Wednesday, May 1, 2013

The Somewhat Monthly Affirmation, With Val Thevictorian

I am rushed for time today, and have no idea what I'm going to write about. I make it a policy not to skip a day of blogging, no matter what I might tease out of my fingertips onto the screen. In lieu of a hearty, meat-and-potatoes post that will stick to your ribs, I offer a single spoonful of frothy broth. My somewhat monthly writer's affirmation.

Here's how it goes. I sit down in front of the computer, wipe away the layer of dust on the monitor, admire my faint reflection, and recite my motivation to keep churning out word pollution every single day.

"I'm workmanlike enough, I'm reasonably smart enough, what with my valedictorianship from a small Missouri high school, and doggone it, people tolerate me."

If that's not enough to get a writer's blood flowing like damaged cartridge of ink, I don't know what is.


  1. At least you've gotten your monthly affirmation over early in the month so now you're good to go.

  2. LOL! Good old Stuart. I forgot about him.

    If it is any consolation I think we are all just tolerating one another. Just yesterday I was tolerating my husband. Now I love him again. Fickle me.

  3. That spoonful of frothy broth left a film on my mouth. Since I am SUCH the genteel lady, let me step aside and dab at my mouth with my lacy handkerchief...

  4. And we tolerate you daily!

  5. Short and to the point. I admire your tenacity to blog every day.

  6. Stephen,
    That's right. So you'd better get comfortable. No more short, to-the-point postings for 30 more days.

    A good toilet-brush/razor faux pas does wonders for domestic tolerance, I've found.

    Well, Madam, I'm surprised you didn't simply hawk up a frothy broth film hairball and expel it onto the primrose path. To hold it in invites an unwanted bout of The Vapors.

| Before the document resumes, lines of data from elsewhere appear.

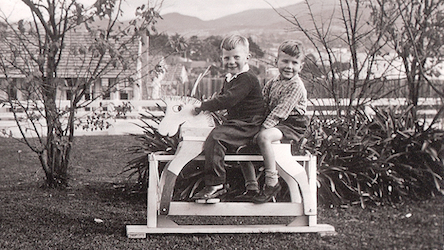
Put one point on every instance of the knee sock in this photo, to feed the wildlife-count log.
(271, 178)
(249, 174)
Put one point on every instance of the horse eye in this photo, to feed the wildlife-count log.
(177, 108)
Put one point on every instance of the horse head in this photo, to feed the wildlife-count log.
(180, 113)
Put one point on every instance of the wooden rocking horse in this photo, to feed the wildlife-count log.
(194, 129)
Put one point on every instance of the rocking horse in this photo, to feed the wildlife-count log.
(301, 182)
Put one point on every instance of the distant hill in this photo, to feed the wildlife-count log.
(250, 21)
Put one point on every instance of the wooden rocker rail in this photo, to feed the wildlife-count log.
(160, 207)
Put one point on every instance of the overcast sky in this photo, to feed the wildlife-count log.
(203, 9)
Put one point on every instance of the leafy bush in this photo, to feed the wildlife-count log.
(378, 160)
(150, 141)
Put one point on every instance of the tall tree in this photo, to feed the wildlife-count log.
(43, 50)
(415, 30)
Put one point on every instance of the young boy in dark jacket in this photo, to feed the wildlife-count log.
(241, 96)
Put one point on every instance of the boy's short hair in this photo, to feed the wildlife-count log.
(230, 42)
(293, 48)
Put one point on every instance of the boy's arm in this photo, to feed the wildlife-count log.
(287, 102)
(231, 96)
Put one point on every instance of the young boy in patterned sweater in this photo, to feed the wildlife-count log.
(286, 104)
(241, 96)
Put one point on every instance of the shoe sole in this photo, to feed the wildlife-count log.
(208, 201)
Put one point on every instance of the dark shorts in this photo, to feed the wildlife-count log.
(293, 128)
(235, 133)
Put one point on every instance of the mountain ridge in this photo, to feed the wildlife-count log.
(262, 20)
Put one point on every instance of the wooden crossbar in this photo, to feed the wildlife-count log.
(159, 214)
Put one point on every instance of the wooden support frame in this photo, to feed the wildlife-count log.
(158, 221)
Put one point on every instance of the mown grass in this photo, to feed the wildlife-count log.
(93, 212)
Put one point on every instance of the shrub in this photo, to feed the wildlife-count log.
(378, 160)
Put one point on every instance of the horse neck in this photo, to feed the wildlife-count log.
(197, 129)
(202, 120)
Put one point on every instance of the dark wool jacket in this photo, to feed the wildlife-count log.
(241, 97)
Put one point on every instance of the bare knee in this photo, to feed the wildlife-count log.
(268, 136)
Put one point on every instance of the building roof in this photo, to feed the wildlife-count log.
(81, 52)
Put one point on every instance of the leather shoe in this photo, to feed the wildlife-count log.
(247, 196)
(267, 193)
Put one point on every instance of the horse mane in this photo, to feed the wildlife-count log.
(184, 99)
(212, 121)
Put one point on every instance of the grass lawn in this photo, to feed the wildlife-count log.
(93, 212)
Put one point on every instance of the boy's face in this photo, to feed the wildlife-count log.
(288, 66)
(234, 60)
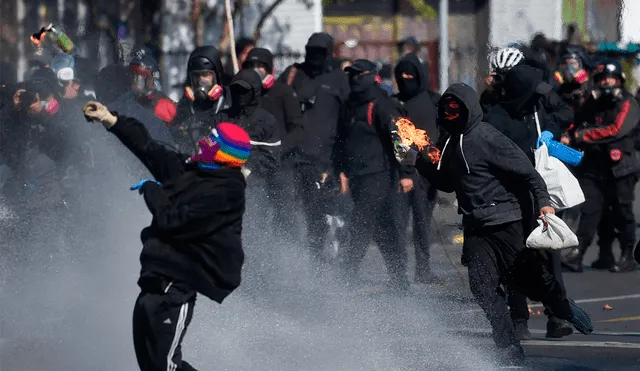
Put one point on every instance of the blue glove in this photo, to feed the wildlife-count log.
(142, 182)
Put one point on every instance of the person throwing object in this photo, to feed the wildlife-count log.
(193, 244)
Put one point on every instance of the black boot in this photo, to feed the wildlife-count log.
(522, 330)
(573, 260)
(626, 262)
(557, 328)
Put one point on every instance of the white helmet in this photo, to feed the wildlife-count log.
(505, 59)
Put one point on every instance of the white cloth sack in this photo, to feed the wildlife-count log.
(564, 189)
(552, 234)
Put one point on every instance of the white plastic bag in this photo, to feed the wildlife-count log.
(564, 189)
(552, 234)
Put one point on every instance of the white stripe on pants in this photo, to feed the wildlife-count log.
(182, 318)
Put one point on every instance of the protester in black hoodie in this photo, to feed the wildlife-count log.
(322, 91)
(245, 90)
(280, 100)
(193, 243)
(413, 87)
(483, 168)
(366, 157)
(518, 118)
(204, 96)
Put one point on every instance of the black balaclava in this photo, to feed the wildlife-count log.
(319, 49)
(407, 88)
(453, 115)
(241, 94)
(245, 90)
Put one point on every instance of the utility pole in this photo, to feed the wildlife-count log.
(443, 68)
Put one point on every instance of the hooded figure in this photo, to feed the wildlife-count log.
(194, 242)
(521, 108)
(483, 167)
(113, 88)
(278, 99)
(415, 97)
(365, 156)
(245, 90)
(204, 96)
(518, 117)
(322, 91)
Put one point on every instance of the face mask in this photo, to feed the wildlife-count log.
(316, 57)
(452, 115)
(202, 88)
(408, 87)
(241, 96)
(361, 83)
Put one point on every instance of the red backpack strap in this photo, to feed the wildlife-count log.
(370, 113)
(292, 75)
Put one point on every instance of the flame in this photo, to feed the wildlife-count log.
(410, 135)
(36, 38)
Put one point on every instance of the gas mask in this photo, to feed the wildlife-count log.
(607, 92)
(203, 85)
(242, 94)
(453, 115)
(267, 79)
(360, 83)
(570, 71)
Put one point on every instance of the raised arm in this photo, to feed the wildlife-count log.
(162, 162)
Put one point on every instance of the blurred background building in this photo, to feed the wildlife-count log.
(106, 30)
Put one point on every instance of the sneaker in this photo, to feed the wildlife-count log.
(522, 331)
(580, 320)
(557, 328)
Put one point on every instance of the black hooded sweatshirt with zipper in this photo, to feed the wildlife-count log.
(322, 91)
(515, 116)
(364, 143)
(483, 167)
(191, 120)
(195, 234)
(281, 101)
(260, 124)
(415, 96)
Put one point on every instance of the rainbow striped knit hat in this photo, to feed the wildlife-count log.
(228, 145)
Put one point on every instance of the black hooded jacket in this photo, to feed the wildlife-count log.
(483, 167)
(260, 124)
(190, 123)
(515, 116)
(417, 99)
(322, 93)
(195, 234)
(281, 101)
(364, 143)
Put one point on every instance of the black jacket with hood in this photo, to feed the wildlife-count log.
(195, 234)
(364, 143)
(322, 92)
(260, 124)
(515, 116)
(607, 135)
(557, 110)
(191, 120)
(484, 168)
(417, 100)
(281, 101)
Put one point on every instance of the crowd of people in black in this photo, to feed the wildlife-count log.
(323, 137)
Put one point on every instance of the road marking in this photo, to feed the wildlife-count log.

    To borrow the best-remembered, yet factually inaccurate phrase of Sally Field upon winning an Academy Award..."You tolerate me! You really tolerate me!"

    But I don't WANT to be short and to the point! One might as well read a Reuter's news release if one wants brevity and succinctness. I strive to be a self-indulgent tabloid that one hides under boxes of feminine hygiene products, condoms, Preparation H, a case of Milwaukee's Best, Kwell shampoo, adult diapers, and Compound W on the checkout line conveyor belt.

    Because even though there's a market for me, I'm just THAT embarrassing.